Earlier this week a Conservative MP proposed a ten minute rule bill to issue claimants with smart cards that would stop them from buying unapproved items like alcohol or cigarettes.  I ignored this at the time, because it’s hardly worth taking seriously, but this morning it’s reported in the Mail and the Sun that Iain Duncan Smith, the Secretary of State for Work and Pensions, thinks it’s a good idea. He’s quoted as saying: “I’ve been looking at this process to figure out whether it’s feasible, how would it work, how does it match with legal obligations, so we’ve already been examining this”.

He can save the expense, because we already know. The voucher scheme for asylum seekers is “ineffective, inhumane and results in unnecessary suffering.” That comment comes from a detailed report by the Refugee Council. The scheme left people hungry, unable to pay for necessary services, exposed to hostility in shops and looking for ways to subvert the system.

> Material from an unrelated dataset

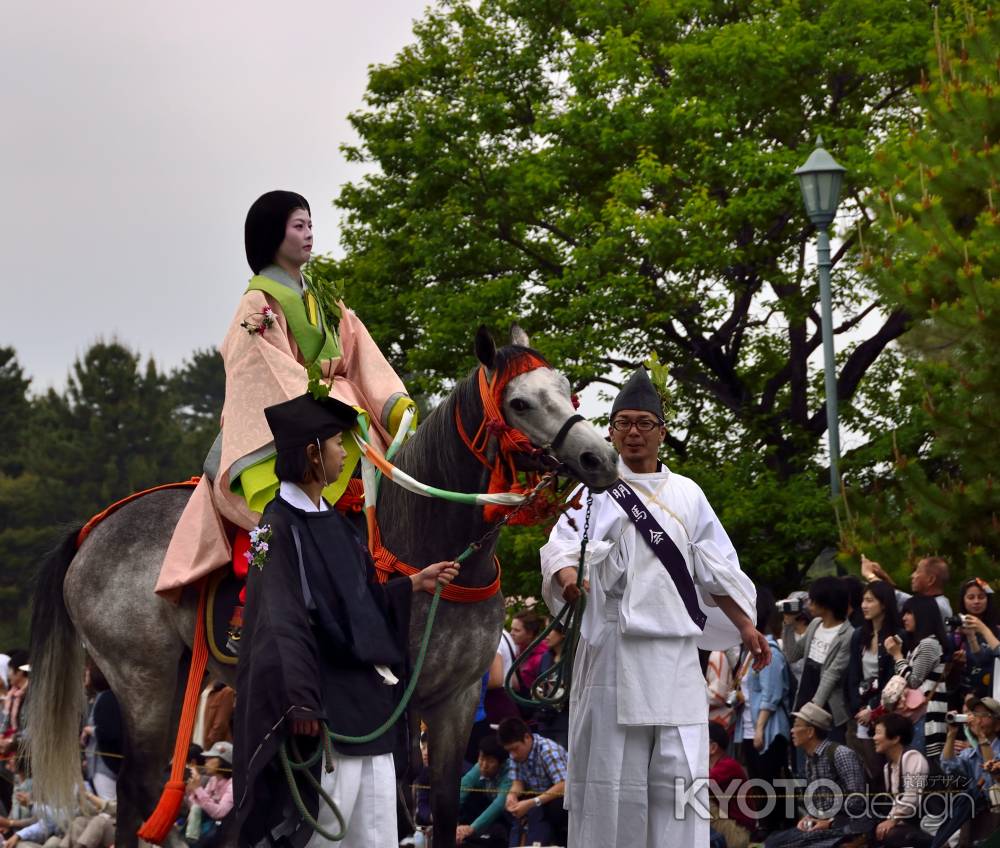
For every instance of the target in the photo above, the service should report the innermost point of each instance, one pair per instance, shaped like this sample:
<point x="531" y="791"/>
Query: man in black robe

The way vouchers are used and abused is obvious. Anything marketable can be sold. Some traders will pass off some illicit goods like cigarettes as food; people will go to the supermarket with their friends and exchange food for cash or other goods; drug dealers will get their clients to exchange goods for the drugs. Among asylum seekers, 79% reported that they swapped vouchers to buy items they couldn’t otherwise get, and 68% said that they got less than the face value of the voucher as a result. It is hard to imagine that claimants with drug dependencies will demonstrate a higher level of compliance.

Further note, 9th February 2016:   A report from Georgia in the USA offers a neat demonstration of the principle that ‘anything marketable can be sold’:  the cards are beng traded criminally at a discount.  The DWP issued a contract in 2015 to test how such a scheme would work. The answer is: just as you’d expect.